Les cellules NK sont capables de circuler rapidement pour joindre les tissus enflammés en réponse à une infection virale ou bactérienne (Walzer et al. 2011), ou en cas d’allergie ou d’auto-immunité (Schleinitz et al. 2010; von Bubnoff et al. 2010). L’utilisation des souris déficientes pour ces chimiokines ou pour leurs récepteurs, a permis de mieux comprendre les mécanismes moléculaires permettant le recrutement des cellules NK dans différentes situations inflammatoires, et ce dans différents organes (Figure 21).

Selon le contexte inflammatoire, différents récepteurs de chimiokines sont utilisés par les cellules NK pour leur recrutement, en fonction de l’ensemble des chimiokines produites sur ce site. Ainsi, CCR2 (Mignot et al. 2008), CXCR3 (Wendel et al. 2008) ou CCR5 (Liu et al. 2008) permettent la migration des cellules NK vers le site tumoral, en fonction du modèle de tumeur étudié. Lors d’une infection virale, les interférons de type I et II produits favorisent l’expression de CXCL9 et CXCL10 sur le lieu de l’intrusion du virus. Ces deux chimiokines sont des ligands de CXCR3, expliquant le rôle majeur de ce récepteur dans la migration des cellules NK lors d’infections virales (Groom et al. 2011). Cependant, lors d’infections bactériennes, les cellules dendritiques stimulées via leurs Toll-Like Receptors (TLRs) produisent des ligands de CCR5 qui permettent le recrutement des cellules NK via CCR5 (Sallusto et al. 1999).
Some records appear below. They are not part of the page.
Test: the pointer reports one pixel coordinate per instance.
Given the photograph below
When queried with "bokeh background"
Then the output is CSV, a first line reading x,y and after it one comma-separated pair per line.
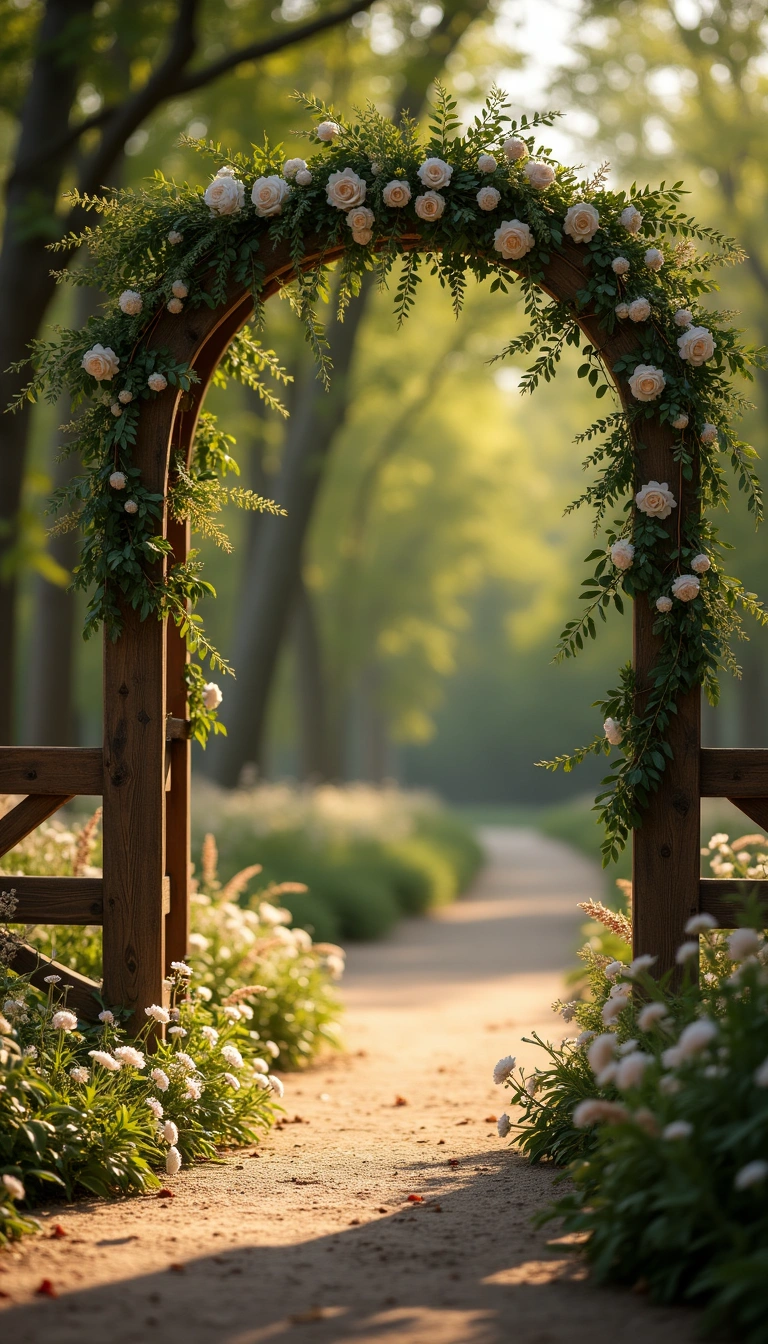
x,y
437,566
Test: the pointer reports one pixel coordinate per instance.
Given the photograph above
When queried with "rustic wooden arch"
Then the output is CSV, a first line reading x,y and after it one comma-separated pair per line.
x,y
143,772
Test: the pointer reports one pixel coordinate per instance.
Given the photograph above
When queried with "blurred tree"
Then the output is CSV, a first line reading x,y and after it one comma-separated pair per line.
x,y
81,78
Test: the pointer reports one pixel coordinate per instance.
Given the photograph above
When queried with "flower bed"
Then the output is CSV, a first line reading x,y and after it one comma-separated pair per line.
x,y
658,1106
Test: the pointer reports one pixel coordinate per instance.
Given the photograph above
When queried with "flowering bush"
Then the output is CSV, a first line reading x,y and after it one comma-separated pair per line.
x,y
464,204
295,1011
661,1108
81,1109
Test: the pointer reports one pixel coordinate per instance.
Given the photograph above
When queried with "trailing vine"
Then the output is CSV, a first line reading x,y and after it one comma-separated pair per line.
x,y
475,202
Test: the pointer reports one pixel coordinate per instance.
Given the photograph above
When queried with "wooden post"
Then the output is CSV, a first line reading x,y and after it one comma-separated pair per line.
x,y
666,847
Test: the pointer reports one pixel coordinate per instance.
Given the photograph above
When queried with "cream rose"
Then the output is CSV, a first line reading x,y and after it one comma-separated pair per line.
x,y
686,588
268,195
631,219
540,175
513,239
623,554
435,174
361,218
488,198
131,303
292,165
396,194
639,309
429,206
647,383
101,363
514,149
655,499
581,222
697,346
344,190
225,195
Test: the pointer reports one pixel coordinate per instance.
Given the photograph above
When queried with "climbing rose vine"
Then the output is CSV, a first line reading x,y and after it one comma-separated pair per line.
x,y
488,203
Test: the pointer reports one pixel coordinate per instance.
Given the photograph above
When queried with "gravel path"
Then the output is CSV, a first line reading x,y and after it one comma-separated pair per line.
x,y
311,1238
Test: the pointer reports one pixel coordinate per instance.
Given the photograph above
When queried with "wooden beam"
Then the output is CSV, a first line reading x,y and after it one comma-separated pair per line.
x,y
724,898
28,815
71,901
82,996
735,773
63,770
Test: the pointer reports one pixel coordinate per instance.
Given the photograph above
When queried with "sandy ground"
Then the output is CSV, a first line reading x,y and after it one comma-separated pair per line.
x,y
311,1238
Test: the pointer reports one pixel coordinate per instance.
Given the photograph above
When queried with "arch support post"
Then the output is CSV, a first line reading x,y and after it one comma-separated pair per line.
x,y
666,859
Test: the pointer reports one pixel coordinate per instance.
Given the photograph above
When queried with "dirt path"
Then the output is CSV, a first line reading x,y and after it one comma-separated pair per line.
x,y
311,1239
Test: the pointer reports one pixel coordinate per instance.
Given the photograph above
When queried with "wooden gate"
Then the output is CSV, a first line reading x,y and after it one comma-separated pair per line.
x,y
143,770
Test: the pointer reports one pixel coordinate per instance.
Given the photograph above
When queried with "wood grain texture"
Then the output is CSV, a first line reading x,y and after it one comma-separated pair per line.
x,y
71,901
725,898
82,993
28,815
735,773
63,770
De plus, les cellules NK expriment des récepteurs leur permettant d’infiltrer le tissu cutané. Il a été décrit que le récepteur ChemR23 exprimé par les cellules dendritiques et les monocytes/macrophages est également exprimé par certaines cellules NK CD56dim et impliqué dans leur migration vers le tissu cutané (Parolini et al. 2007). Certaines cellules NK expriment aussi l’antigène CLA (Cutaneous Lymphocyte Antigen), récepteur de la sélectine E. Cette molécule, initialement décrite sur les lymphocytes T, pourrait être impliquée dans le recrutement des cellules NK dans la peau (Yoshino et al. 2002). Les cellules NK peuvent aussi être recrutées dans les poumons sous certaines conditions par le biais de différentes chimiokines comme CCL2 et CCL3 (Morrison et al. 2003; Zeng et al. 2003).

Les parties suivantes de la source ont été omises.